Patent Subsets based on Relevance
Naturally, it makes sense to also explain the criteria for the underlying datasets before we start having fun with plots!
Divide and Conquer | Into Subsets
The raw dataset crawlerALL.csv is translated and redundancies are removed with regard to several factors:
- Validity (is the patent discarded, abandoned etc)
- Regional Domain (same patent applied for in JP, KR and CN?)
- Kind numbers: One patent has several kind codes throughout it’s process
- Uniqueness: Same inventor, title, application date?
From this the most conservative dataset (all the above mentioned criterias) is divided into four new subsets, where the probability of TLens is greatly increased from G4 to G1. G4 includes all relevant patents for tunable optics while G2 and upwards should greatly increase relevance for TLens.
Under the assumption that the ever evolving keywords score and dictionary won’t undergo any drastic changes, the number of patents will give some slight insight in the impact of minor changes to the input file as well as the recent developments due to date at a first glance! Being able to quickly get an overview is always important data analytics.
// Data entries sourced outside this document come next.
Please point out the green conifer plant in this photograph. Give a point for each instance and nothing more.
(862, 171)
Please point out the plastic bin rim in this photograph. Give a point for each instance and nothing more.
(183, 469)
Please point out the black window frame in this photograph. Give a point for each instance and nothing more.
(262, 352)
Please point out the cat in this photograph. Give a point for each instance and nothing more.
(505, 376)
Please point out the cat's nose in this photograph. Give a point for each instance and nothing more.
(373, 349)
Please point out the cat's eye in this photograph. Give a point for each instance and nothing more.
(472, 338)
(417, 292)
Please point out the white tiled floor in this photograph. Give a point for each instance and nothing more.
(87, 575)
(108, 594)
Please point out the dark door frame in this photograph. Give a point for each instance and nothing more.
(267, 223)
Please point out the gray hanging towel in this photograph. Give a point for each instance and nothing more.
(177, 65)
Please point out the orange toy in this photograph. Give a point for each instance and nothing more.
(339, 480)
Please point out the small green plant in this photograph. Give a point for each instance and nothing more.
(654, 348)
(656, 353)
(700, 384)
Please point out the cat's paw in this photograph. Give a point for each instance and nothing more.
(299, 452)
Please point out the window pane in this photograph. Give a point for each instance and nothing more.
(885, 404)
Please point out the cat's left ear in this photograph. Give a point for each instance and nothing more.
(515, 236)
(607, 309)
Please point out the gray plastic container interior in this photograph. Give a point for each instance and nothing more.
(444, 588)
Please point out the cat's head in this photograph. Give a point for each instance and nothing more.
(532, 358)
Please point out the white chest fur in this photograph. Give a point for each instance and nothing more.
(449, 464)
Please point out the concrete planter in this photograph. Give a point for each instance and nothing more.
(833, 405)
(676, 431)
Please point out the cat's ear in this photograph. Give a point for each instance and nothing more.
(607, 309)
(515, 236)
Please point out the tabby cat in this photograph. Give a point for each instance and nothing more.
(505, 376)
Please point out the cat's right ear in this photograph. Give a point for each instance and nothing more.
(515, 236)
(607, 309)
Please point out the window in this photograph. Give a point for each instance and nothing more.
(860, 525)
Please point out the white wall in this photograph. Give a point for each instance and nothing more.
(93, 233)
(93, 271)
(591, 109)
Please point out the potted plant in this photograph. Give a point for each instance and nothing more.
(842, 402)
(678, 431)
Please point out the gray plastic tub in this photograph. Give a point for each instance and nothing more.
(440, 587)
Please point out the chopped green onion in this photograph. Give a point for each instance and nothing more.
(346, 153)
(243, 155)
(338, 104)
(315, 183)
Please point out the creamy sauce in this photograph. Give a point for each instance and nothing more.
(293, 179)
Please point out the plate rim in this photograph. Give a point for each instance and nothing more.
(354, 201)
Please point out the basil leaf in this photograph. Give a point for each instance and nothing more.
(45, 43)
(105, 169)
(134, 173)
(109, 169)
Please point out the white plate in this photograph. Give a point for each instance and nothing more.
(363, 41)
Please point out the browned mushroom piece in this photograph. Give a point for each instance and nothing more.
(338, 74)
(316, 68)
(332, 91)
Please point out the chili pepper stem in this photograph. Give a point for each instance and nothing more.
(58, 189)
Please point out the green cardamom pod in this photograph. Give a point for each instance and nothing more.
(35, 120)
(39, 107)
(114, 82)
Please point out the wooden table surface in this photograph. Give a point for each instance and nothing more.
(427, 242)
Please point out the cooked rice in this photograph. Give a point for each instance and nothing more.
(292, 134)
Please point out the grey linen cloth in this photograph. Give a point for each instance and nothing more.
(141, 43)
Run Stats for 2-June 2022_Threshold 100
I performed a run with a threshold on the lower end of the scale, which is a value I truly don’t yet fully understand. The impacts of this “low” values is that it generates more and more patents for every iterations meaning it has expanding boundaries – indicating that the keywords needs to punish non-relevant patents harder if they move away from tunable optics related patents.
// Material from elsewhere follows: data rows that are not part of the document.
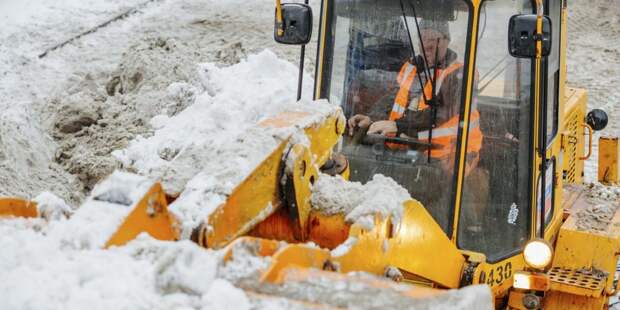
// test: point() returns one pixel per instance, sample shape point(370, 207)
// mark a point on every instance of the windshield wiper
point(414, 59)
point(432, 102)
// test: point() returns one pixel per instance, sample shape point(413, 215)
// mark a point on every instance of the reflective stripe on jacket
point(444, 134)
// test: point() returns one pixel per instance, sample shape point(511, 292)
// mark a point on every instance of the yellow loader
point(501, 205)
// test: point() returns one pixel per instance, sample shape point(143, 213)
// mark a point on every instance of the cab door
point(496, 205)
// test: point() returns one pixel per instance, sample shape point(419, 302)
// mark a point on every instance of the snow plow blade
point(14, 207)
point(301, 283)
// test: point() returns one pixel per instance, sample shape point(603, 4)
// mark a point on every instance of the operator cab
point(458, 136)
point(366, 44)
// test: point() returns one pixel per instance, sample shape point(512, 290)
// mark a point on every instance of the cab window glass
point(401, 92)
point(552, 63)
point(494, 217)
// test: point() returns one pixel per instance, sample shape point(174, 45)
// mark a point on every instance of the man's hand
point(383, 128)
point(359, 120)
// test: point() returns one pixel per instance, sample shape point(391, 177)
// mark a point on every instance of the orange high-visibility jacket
point(444, 134)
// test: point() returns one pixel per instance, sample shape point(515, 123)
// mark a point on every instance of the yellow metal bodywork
point(150, 215)
point(572, 140)
point(608, 152)
point(417, 245)
point(257, 197)
point(12, 207)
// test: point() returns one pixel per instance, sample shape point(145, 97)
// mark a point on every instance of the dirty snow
point(604, 201)
point(360, 202)
point(40, 271)
point(593, 59)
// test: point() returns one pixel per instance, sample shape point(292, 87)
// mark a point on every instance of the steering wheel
point(371, 139)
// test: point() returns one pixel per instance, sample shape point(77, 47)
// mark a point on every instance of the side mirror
point(522, 36)
point(597, 119)
point(295, 28)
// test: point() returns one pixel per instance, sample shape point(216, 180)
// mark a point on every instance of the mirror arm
point(279, 21)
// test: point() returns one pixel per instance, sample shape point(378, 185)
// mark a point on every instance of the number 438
point(497, 275)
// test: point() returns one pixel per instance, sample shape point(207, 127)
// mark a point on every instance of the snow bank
point(360, 203)
point(604, 202)
point(204, 151)
point(39, 271)
point(234, 100)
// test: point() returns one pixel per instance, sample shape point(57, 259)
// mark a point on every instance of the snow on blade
point(208, 149)
point(234, 100)
point(38, 271)
point(92, 225)
point(360, 203)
One example of the development of relevant subsets can be seen below:
From this we can read that from nearly 40.000 patents, only 50% is considered valid and unique. From this 10% is of interest in the light of Tunable Optics (G1) with a massive dropoff to the final 34/40 patents of direct use of Polight’s Trademarks. It should be mentioned that even irrelevant patents has made it all the way to the G4 groups, and when that happens – a fix is done by editing the scoreKeyword file to add some negative points.